Alexei Starovoitov <alexei.starovoitov@xxxxxxxxx> · Fri, 7 Oct 2022 16:34:58 -0700

On Fri, Oct 7, 2022 at 12:37 PM Daniel Borkmann <daniel@xxxxxxxxxxxxx> wrote:
>
> On 10/7/22 8:59 PM, Alexei Starovoitov wrote:
> > On Fri, Oct 7, 2022 at 10:20 AM Toke Høiland-Jørgensen <toke@xxxxxxxxxx> wrote:
> [...]
> >>>> I was thinking a little about how this might work; i.e., how can the
> >>>> kernel expose the required knobs to allow a system policy to be
> >>>> implemented without program loading having to talk to anything other
> >>>> than the syscall API?
> >>>
> >>>> How about we only expose prepend/append in the prog attach UAPI, and
> >>>> then have a kernel function that does the sorting like:
> >>>
> >>>> int bpf_add_new_tcx_prog(struct bpf_prog *progs, size_t num_progs, struct
> >>>> bpf_prog *new_prog, bool append)
> >>>
> >>>> where the default implementation just appends/prepends to the array in
> >>>> progs depending on the value of 'appen'.
> >>>
> >>>> And then use the __weak linking trick (or maybe struct_ops with a member
> >>>> for TXC, another for XDP, etc?) to allow BPF to override the function
> >>>> wholesale and implement whatever ordering it wants? I.e., allow it can
> >>>> to just shift around the order of progs in the 'progs' array whenever a
> >>>> program is loaded/unloaded?
> >>>
> >>>> This way, a userspace daemon can implement any policy it wants by just
> >>>> attaching to that hook, and keeping things like how to express
> >>>> dependencies as a userspace concern?
> >>>
> >>> What if we do the above, but instead of simple global 'attach first/last',
> >>> the default api would be:
> >>>
> >>> - attach before <target_fd>
> >>> - attach after <target_fd>
> >>> - attach before target_fd=-1 == first
> >>> - attach after target_fd=-1 == last
> >>>
> >>> ?
> >>
> >> Hmm, the problem with that is that applications don't generally have an
> >> fd to another application's BPF programs; and obtaining them from an ID
> >> is a privileged operation (CAP_SYS_ADMIN).
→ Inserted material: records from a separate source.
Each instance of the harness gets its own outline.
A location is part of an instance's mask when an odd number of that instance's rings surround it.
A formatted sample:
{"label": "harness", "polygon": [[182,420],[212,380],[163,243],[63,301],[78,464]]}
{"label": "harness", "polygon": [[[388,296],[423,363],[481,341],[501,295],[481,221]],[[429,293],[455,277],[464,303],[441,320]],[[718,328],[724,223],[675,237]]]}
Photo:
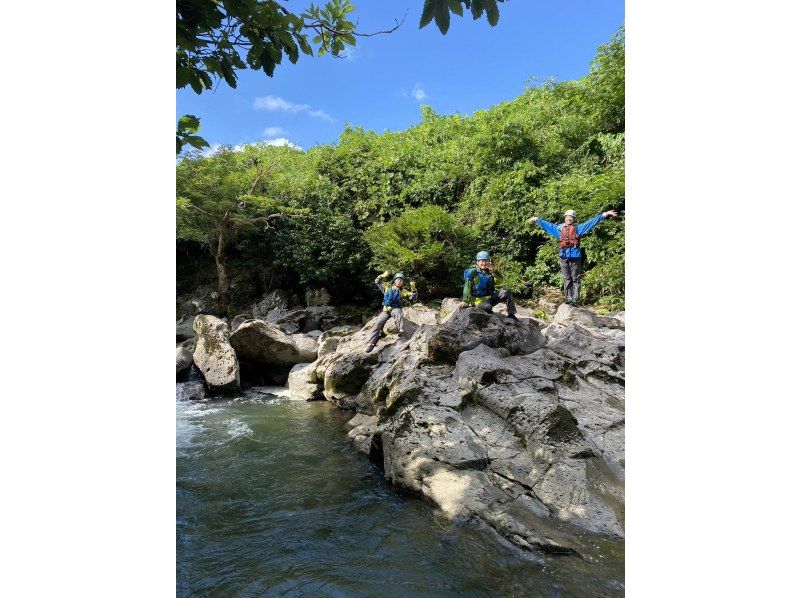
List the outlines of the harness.
{"label": "harness", "polygon": [[567,247],[580,247],[581,236],[575,228],[574,224],[562,224],[559,228],[559,241],[558,246],[561,249]]}
{"label": "harness", "polygon": [[472,267],[464,270],[464,280],[469,280],[470,277],[472,278],[472,296],[470,297],[470,302],[473,304],[483,303],[484,298],[490,297],[494,292],[494,276],[492,274],[486,274],[478,268],[475,268],[473,274],[472,270]]}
We could have it be "attach
> >> before target *ID*" instead, which could work I guess? But then the
> >> problem becomes that it's racy: the ID you're targeting could get
> >> detached before you attach, so you'll need to be prepared to check that
> >> and retry; and I'm almost certain that applications won't test for this,
> >> so it'll just lead to hard-to-debug heisenbugs. Or am I being too
> >> pessimistic here?
> >
> > I like Stan's proposal and don't see any issue with FD.
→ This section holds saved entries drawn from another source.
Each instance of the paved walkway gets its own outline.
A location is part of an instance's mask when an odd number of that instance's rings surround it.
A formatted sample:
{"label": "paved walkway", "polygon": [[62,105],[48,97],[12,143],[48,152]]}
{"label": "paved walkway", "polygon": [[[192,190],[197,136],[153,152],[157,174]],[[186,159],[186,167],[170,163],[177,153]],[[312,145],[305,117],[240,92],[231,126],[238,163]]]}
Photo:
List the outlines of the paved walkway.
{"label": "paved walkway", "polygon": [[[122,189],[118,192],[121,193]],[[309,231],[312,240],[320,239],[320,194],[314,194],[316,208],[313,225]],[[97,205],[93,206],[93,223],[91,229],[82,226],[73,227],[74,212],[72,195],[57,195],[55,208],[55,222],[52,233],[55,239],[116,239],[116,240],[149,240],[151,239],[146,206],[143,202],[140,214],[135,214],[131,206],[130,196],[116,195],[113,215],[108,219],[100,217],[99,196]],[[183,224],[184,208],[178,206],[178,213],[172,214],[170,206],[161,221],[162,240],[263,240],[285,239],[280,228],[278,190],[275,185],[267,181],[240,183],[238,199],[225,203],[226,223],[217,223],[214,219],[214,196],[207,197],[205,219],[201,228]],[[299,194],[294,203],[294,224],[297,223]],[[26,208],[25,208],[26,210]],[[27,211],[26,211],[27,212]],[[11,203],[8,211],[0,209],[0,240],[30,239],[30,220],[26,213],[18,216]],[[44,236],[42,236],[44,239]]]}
> > It's good to gate specific sequencing with cap_sys_admin.
> > Also for consistency the FD is better than ID.
> >
> > I also like systemd analogy with Before=, After=.
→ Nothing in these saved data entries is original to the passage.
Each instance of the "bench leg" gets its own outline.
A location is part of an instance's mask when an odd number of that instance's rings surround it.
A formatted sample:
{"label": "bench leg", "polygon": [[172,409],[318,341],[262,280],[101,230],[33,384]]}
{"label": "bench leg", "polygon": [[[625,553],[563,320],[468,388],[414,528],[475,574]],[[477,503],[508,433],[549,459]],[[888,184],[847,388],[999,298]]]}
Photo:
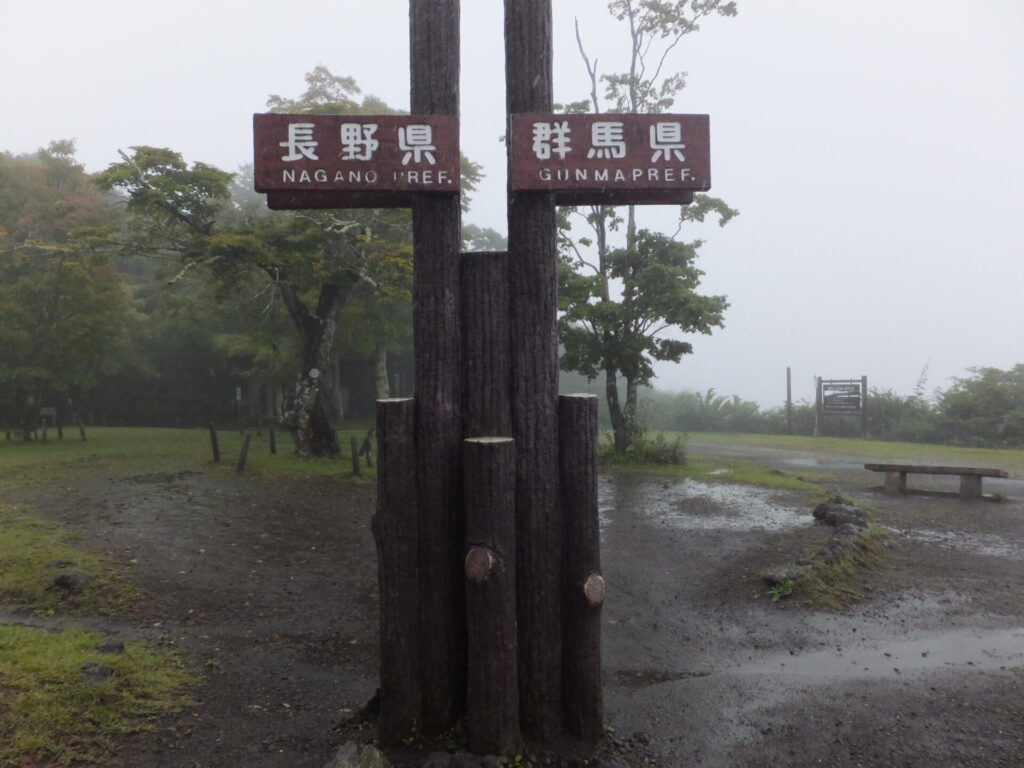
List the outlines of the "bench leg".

> > systemd has a ton more ways to specify deps between Units,
> > but none of them have absolute numbers (which is what priority is).
> > The only bit I'd tweak in Stan's proposal is:
> > - attach before <target_fd>
> > - attach after <target_fd>
> > - attach before target_fd=0 == first
> > - attach after target_fd=0 == last
>
> I think the before(), after() could work, but the target_fd I have my doubts
> that it will be practical. Maybe lets walk through a concrete real example. app_a
> and app_b shipped via container_a resp container_b. Both want to install tc BPF
> and we (operator/user) want to say that prog from app_b should only be inserted
> after the one from app_a, never run before; if no prog_a is installed, we ofc just
> run prog_b, but if prog_a is inserted, it must be before prog_b given the latter
> can only run after the former. How would we get to one anothers target fd? One
> could use the 0, but not if more programs sit before/after.

I read your desired use case several times and probably still didn't get it.
Sounds like prog_b can just do after(fd=0) to become last.
And prog_a can do before(fd=0).
Whichever the order of attaching (a or b) these two will always
be in a->b order.
Are you saying that there should be no progs between them?
Sure, the daemon could iterate the hook progs, discover prog_id,
get its FD and do before(prog_fd).
The use case sounds hypothetical.
Since the first and any prog returning !TC_NEXT will abort
the chain we'd need __weak nop orchestrator prog to interpret
retval for anything to be useful.
With cgroup-skb we did fancy none/override/multi and what for?
As far as I can see everyone is using 'multi' and all progs are run.
If we did only 'multi' for cgroup it would be just as fine
and we would have avoided all the complexity in the kernel.
Hence I'm advocating for the simplest approach for tcx and xdp.